J’avais absolument tout, deux salons de coiffure, une maison, tout. J’étais simplement heureuse d’avoir enfin rencontré l’homme de ma vie. Nous nous entendions sur absolument tout et jamais il n’y avait eu de différents entre nous.

Les trois mois après, notre mariage fut célébré au pays, précédé d’une petite et discrète cérémonie de dot car je n’aimais pas les tapages inutiles et étant donné que je n’avais pas pu déplacer ma grande famille pour cette cérémonie, j’avais juste quelques parents à moi.  Je me disais qu’une fois en Europe, nous allions refaire la cérémonie comme cela se devait.  J’attendis mon mari  dont l’installation en Europe fut programmée pour la fin d’année. Je comptais les jours, impatiente de vivre enfin une vraie vie de couple.

Je m’entendais plus ou moins  avec les membres de la famille de Brice. Sa mère et ses tantes par contre semblaient m’adorer. Je comprendrai plus tard que c’était parce que je leur faisais beaucoup de cadeaux. Ils étaient tous reconnaissant pour ce que je faisais dans la vie de leur fils mais en réalité j’étais très gênée par cette marque de reconnaissance car je le faisais par amour.

Lorsque Brice s’installa chez moi, ce fut la lune de miel et le mariage parfait. Mon rêve était de vite remplir notre maison de bébé et je le lui disais souvent.

  • Ça viendra, ne t’inquiète de rien, chaque chose en son temps.

Sauf qu’après 2 ans de vie de couple, je n’eus que des fausses couches, trois au total qui me laissèrent brisée. Je me disais que je n’étais pas faite pour être maman car je n’arrivais même pas à porter et protéger un bébé. J’étais mal et abattue, je ne sortais presque plus avec mes copines, je m’étais détachée de tout ce beau monde. Tout ce qui comptait, c’était Brice et mes entreprises.

Les années passaient et après une thérapie, je finis par me résoudre à continuer de vivre. L’année d’après, Brice décida de rentrer au pays. Il voulait revoir la famille et me demandait de rester à la maison. Pourtant, je voulais l’accompagner.

  • Repose-toi un tout petit peu amour, de plus je ne veux plus que les gens te posent des questions sur tes fausses couches, tu connais mes tantes et maman… Tu n’es pas habituée à notre culture.
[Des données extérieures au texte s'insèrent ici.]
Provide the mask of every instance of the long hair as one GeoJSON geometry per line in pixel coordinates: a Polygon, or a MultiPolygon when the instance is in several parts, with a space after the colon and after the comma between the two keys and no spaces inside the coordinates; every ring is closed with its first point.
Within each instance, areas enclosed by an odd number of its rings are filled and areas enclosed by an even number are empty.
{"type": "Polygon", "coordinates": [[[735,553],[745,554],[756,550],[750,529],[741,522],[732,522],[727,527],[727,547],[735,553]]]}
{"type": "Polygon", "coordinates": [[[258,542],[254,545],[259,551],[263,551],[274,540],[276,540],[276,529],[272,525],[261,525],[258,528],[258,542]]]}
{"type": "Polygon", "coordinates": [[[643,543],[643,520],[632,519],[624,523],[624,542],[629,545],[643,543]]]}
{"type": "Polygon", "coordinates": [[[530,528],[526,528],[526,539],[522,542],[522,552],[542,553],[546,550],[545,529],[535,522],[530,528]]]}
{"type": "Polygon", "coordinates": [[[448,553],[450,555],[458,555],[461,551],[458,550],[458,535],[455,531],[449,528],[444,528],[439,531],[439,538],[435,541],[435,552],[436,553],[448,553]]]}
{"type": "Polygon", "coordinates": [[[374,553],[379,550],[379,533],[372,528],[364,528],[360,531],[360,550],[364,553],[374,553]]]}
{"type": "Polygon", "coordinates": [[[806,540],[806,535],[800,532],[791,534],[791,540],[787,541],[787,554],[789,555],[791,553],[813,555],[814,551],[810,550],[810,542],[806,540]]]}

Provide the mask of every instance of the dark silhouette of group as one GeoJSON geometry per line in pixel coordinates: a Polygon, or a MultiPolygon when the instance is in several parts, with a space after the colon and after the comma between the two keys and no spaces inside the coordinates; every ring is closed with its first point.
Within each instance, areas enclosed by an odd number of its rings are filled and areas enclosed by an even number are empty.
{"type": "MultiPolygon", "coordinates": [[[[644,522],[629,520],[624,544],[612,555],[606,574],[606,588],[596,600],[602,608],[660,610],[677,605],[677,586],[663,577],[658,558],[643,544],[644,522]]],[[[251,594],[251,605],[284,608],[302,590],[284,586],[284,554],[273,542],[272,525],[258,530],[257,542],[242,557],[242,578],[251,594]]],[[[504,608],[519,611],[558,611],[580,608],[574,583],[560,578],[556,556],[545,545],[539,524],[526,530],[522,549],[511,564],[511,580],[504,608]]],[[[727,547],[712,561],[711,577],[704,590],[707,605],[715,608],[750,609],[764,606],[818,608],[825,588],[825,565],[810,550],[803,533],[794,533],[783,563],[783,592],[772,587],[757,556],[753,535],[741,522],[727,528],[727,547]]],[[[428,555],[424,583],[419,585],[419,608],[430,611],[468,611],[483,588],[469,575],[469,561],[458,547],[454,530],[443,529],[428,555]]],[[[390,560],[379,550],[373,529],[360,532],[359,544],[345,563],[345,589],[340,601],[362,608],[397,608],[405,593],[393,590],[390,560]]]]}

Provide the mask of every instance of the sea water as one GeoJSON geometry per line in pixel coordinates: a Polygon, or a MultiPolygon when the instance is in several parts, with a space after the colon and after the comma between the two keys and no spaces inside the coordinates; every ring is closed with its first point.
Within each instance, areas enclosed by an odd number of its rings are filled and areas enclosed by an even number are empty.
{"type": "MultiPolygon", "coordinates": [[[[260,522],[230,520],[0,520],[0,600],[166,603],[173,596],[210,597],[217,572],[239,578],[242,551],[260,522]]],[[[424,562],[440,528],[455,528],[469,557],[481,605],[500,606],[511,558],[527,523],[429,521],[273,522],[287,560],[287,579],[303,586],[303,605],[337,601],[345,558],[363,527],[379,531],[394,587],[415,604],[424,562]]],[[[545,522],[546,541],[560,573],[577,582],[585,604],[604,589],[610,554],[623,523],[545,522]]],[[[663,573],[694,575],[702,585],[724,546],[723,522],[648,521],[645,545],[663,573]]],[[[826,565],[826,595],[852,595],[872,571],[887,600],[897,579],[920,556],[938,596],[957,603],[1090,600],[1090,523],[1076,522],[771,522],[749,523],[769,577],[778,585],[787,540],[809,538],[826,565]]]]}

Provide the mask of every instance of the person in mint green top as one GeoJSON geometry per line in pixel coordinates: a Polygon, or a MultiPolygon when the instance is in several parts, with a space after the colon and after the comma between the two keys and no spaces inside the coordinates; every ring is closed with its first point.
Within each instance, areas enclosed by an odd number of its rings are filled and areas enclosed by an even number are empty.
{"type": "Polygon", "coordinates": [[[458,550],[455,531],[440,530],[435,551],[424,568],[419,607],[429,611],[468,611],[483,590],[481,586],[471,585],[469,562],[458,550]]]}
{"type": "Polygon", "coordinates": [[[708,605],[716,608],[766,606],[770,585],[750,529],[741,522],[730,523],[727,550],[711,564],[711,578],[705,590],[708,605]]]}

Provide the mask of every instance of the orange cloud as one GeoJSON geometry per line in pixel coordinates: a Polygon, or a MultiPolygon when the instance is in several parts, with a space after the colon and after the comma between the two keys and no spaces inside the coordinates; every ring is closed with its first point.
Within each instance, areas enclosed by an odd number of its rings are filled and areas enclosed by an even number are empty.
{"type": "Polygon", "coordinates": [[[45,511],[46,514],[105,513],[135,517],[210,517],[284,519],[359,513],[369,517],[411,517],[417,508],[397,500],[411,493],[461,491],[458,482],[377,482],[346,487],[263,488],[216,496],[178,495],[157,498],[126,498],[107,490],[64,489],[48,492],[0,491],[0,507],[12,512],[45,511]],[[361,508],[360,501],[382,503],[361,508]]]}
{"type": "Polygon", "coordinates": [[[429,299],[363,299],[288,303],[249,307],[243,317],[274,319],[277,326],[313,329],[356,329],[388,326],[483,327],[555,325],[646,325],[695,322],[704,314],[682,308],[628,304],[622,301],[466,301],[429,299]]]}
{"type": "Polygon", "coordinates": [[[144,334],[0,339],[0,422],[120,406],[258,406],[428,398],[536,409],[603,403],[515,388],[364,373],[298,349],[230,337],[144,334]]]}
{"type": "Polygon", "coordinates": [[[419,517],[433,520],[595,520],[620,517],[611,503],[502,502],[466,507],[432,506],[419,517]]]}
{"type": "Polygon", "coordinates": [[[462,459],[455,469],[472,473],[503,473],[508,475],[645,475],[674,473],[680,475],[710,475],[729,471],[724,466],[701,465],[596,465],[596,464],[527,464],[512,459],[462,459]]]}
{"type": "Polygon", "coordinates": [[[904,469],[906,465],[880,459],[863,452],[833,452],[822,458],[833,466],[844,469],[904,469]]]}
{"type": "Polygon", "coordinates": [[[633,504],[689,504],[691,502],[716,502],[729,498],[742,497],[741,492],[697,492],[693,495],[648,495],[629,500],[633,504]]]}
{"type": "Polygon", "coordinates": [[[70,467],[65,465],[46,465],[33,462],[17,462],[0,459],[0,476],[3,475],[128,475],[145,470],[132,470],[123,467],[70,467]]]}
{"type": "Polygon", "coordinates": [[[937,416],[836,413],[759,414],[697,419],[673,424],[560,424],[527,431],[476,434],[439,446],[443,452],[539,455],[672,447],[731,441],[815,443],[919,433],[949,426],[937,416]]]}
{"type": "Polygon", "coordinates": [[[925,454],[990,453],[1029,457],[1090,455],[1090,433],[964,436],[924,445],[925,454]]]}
Ne prends aucun risque. Je vais prendre suffisamment de sous sur moi car tu te rappelles le projet immobilier dont on avait parlé n’est-ce pas ? Je vais aller dessus. Nous allons acheter notre maison et la mettre en location chérie.

Je lui donnai raison plus le feu vert et acceptai de rester et de l’attendre. Il partit la semaine suivante. Nous étions dans notre troisième année de vie de couple. Mon mari rentra à la maison après deux mois pratiquement de vacances. Je l’accueilli en face amoureuse, impatiente de retrouver son homme sans même soupçonner qu’il était parti au pays avec le quart de ce que nous avions sur son compte bancaire pour aller doter la mère de sa fille de 3ans et demi et lancer un projet immobilier au nom de cette dernière.

Je n’aurais pas pu imaginer cela un seul instant car cet homme était le plus merveilleux de tous. Jamais je n’avais lu un comportement gauche ou des manières déplacées chez lui, absolument rien. A son retour, je le sentis encore plus proche de moi, il me parlait de recommencer nos traitements pour faire ce bébé que je désirais tant mais une année et deux après, le résultat fut encore nul, je n’étais pas tombée enceinte cette fois-ci. Nous venions de finir 5 années de mariage et mon mari venait de m’annoncer qu’il rentrerait une fois encore au pays pour voir l’avancement des travaux de notre maison.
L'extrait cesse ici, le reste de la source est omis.